The New School News

Keeping House: Digitizing A Poet’s Life and Work

Ashlab students explore John Ashbery’s home in Hudson, New York. Photo by Brooke Ellsworth.

John Ashbery is arguably America’s greatest and most influential living poet. During his 65-year career, Ashbery has received a Pulitzer Prize and a National Book Award and produced a body of work that includes 26 books of poetry, translations of work by Martory and Rimbaud, collections of prose and criticism, reams of speeches, hours of lectures and panel discussions—and a house.

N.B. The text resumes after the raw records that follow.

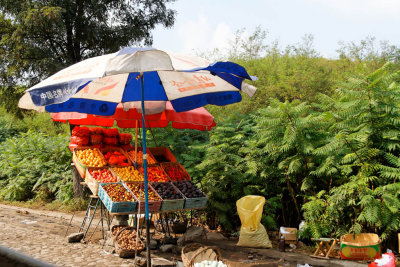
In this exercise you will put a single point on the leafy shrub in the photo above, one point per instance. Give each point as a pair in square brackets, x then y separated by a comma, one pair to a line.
[32, 164]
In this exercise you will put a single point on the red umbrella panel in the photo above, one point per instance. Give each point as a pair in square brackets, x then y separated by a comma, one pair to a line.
[196, 119]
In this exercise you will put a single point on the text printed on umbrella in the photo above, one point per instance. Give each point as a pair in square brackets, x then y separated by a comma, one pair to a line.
[197, 82]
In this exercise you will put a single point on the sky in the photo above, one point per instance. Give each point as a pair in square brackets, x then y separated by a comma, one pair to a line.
[203, 25]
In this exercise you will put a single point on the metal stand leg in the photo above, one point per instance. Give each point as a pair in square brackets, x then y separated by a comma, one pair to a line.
[89, 215]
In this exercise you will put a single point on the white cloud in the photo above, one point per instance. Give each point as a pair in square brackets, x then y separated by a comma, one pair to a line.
[199, 35]
[373, 8]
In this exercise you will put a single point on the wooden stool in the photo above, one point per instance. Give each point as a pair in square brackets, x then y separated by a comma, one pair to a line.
[325, 246]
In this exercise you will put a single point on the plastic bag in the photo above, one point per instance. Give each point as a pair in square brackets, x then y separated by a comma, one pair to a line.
[252, 232]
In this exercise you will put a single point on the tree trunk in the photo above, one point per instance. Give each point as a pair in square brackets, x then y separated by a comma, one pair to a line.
[293, 197]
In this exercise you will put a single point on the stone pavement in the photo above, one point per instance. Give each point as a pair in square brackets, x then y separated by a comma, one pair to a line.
[40, 234]
[44, 240]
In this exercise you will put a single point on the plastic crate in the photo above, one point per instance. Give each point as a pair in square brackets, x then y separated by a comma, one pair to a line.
[120, 150]
[150, 176]
[80, 166]
[162, 154]
[121, 179]
[92, 183]
[150, 155]
[116, 207]
[185, 174]
[154, 206]
[172, 204]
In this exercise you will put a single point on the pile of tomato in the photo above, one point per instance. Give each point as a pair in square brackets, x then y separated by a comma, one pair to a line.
[103, 176]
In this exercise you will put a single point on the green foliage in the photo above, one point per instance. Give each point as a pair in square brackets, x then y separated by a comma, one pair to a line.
[39, 38]
[366, 148]
[35, 165]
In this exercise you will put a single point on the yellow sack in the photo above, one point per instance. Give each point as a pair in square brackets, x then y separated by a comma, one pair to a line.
[252, 232]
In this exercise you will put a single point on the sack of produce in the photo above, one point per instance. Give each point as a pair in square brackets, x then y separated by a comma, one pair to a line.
[96, 130]
[125, 243]
[124, 138]
[110, 140]
[113, 132]
[96, 139]
[252, 232]
[81, 131]
[80, 141]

That last work, a Victorian house in Hudson, New York, is the subject of an ongoing New School project that has spanned disciplines, semesters, and media. Entitled Ashlab, the project involves the creation of an interactive digital record of the home Ashbery and his partner, David Kermani, have been carefully restoring and furnishing since the 1970s. When completed, Ashlab will enable users to take a 360-degree online tour of the house. Mousing over the images of hundreds of paintings, books, rugs, and objets d’art reveals facts that explain the significance of the objects in Ashbery’s life and work.

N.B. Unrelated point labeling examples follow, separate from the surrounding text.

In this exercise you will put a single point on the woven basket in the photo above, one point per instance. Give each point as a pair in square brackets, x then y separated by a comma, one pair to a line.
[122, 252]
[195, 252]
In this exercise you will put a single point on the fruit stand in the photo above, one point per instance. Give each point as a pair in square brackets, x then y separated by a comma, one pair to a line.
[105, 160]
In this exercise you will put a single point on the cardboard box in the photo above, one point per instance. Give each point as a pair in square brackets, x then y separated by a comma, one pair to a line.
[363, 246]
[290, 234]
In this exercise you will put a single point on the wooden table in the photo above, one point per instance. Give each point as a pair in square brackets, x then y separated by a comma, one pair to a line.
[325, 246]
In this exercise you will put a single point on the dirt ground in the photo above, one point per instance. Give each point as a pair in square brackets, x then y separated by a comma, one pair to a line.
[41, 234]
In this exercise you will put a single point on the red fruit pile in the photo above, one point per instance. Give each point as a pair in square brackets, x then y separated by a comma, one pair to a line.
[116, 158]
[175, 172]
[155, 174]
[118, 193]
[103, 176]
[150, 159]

“A house can be an artwork. A house can be something that one builds over time, a piece of one’s life, perspective, and work,” said Adam Fitzgerald, a poetry instructor at The New School and one of four faculty collaborators on Ashlab. “In John’s poetry, images shift in shape over time, line by line. The movement is reflected and recorded in the way he has assembled his home.”

Ashlab, which was launched in spring 2012, brings together students and faculty from divisions across the university. Along with Fitzgerald, the leaders of the project include Robert Polito, director of The New School’s Creative Writing program; Tom Healy, a poetry instructor at The New School; and Irwin Chen, a faculty member at Parsons’ School of Art, Media, and Technology. Students in the annual fall semester course start with a close reading of Ashbery’s verse. They are then dispatched to the house in Hudson, where each student selects five items in the poet’s home to research. During this period of fieldwork, Ashbery is often available to answer students’ questions about the contents of his house.

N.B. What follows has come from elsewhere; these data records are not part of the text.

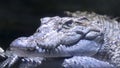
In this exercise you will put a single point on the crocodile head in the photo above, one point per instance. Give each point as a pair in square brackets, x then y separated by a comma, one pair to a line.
[61, 37]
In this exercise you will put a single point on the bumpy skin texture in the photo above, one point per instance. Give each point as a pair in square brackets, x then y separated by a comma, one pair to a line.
[93, 39]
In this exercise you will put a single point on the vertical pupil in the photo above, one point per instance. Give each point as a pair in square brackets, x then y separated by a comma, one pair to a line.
[68, 23]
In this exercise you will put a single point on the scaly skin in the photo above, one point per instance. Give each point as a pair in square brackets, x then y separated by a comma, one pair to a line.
[87, 36]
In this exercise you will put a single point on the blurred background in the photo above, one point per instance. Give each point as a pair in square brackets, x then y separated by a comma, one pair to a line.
[22, 17]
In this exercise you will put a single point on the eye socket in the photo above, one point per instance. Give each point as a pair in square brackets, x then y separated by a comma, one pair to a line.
[31, 49]
[68, 24]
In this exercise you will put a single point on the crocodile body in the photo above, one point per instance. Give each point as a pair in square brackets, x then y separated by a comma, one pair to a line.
[92, 39]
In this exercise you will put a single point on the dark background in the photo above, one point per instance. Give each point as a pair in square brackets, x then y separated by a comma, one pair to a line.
[22, 17]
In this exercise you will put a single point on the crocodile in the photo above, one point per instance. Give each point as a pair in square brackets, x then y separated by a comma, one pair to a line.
[83, 40]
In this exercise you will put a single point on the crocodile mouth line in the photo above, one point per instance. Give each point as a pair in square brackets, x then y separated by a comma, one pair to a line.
[80, 48]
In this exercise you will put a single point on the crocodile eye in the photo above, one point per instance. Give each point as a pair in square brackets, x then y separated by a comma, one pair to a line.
[68, 24]
[31, 49]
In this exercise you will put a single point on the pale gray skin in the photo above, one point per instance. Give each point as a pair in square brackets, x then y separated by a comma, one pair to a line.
[88, 37]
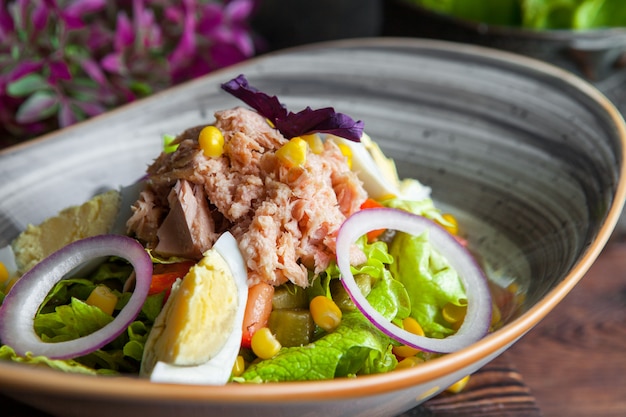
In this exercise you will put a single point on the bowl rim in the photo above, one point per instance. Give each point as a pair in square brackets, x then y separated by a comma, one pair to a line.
[15, 378]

“The fact that we can go to the house, research the objects, and actually talk to John about them means that we can get first-hand documentation that won’t be available 20 years from now,” says Healy.

The project draws on a number of disparate disciplines. Officially Ashlab is a literature course, but it incorporates digital design, creative writing, and historical research. “We talk so much about digital humanities, and this project demonstrates the real promise of that idea,” said Brooke Ellsworth, an MFA poetry student and Ashlab teaching assistant who has worked on the project since it began. “Ashlab utilizes technology to serve and enliven an art form that is often perceived of as marginalized by digital communications.”

Irwin Chen, who leads the digital design portion of the project, also sees technology as a bridge to understanding the literature. “Ultimately, this project offers an entry point into Ashbery’s work,” he said. “He can be dense and intimidating. But once you start digging around the site, looking at the things that give his work meaning, it becomes more accessible.”

“Since I conceptualized Ashlab in the fall of 2011, after conversations with David Kermani, the project has exceeded even the highest expectations I had for it, both in the sense of bringing together students and faculty across The New School and as a model project in the emerging field of digital humanities,” said Robert Polito. “I’ve learned so much from the students and my teaching colleagues—and of course John himself, who is one of the great wonders of our time.”